Certaines de ces images sont le support de « sentiments » (feelings en anglais). (Ce terme anglais employé par Damasio pourrait aussi se traduire en français par « ressentis ».) D’après ce psychologue, les sentiments sont des informations qui peuvent inciter à l’action. Et ils sont essentiellement basés sur l’intéroception, c’est-à-dire la perception de l’état de notre monde intérieur (en particulier des viscères). Pour illustrer cette notion, le neuroscientifique épingle le sentiment de malaise et celui de bien-être. Les sentiments permettent, écrit Damasio, une interaction entre le corps et l’esprit. Ils sont des « hybrides corps-esprit ».

Ils sont au cœur même de la « nouvelle théorie de la conscience ». En effet, selon le professeur de neurologie, l’émergence des sentiments précède dans l’évolution l’apparition de la conscience et en est une condition nécessaire.

Suivant ce même auteur, les sentiments ouvrent aussi directement la voie à l’expérience mentale subjective, qui va de pair avec la conscience.

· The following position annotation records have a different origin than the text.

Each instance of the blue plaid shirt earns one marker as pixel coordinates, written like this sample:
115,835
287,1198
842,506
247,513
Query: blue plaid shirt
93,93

Damasio propose de la conscience la définition suivante : c’est une « expérience mentale assortie de deux caractéristiques qui sont liées : les contenus sont ressentis et ils adoptent une perspective singulière (celle de l’organisme auquel appartient l’esprit) ». Il ajoute : « Les images de tout type - visuelles, auditives, tactiles, verbales, etc.- individuellement ou en combinaison, sont les véhicules naturels de la connaissance. » 

A propos des sentiments, Damasio déclare qu’ils déterminent nos comportements. Voici textuellement son affirmation : « Nous sommes les pantins à la fois de la douleur et du plaisir ; seule la créativité nous offre de - rares - occasions de liberté. »

Bernard FELTZ (professeur émérite, UCLouvain)  : Conscience et libre arbitre : une émergence commune ?

Si l’on associe le concept de conscience au concept de « représentation », la conscience prend la forme d’une sorte de distanciation par rapport aux contraintes immédiates pour l’élaboration de comportements plus complexes.

Cette perspective rentre en dialogue avec diverses acceptions de l’émergence, émergence diachronique dans l’évolution et les phénomènes de croissance individuelle, émergence synchronique dans les comportements individuels à un moment donné.

Cette perspective rentre également en dialogue avec les concepts de libre arbitre tels que les développent des penseurs tels que Merleau-Ponty et Jürgen Habermas, d’une part, et Baruch Spinoza et Henri Atlan, d’autre part.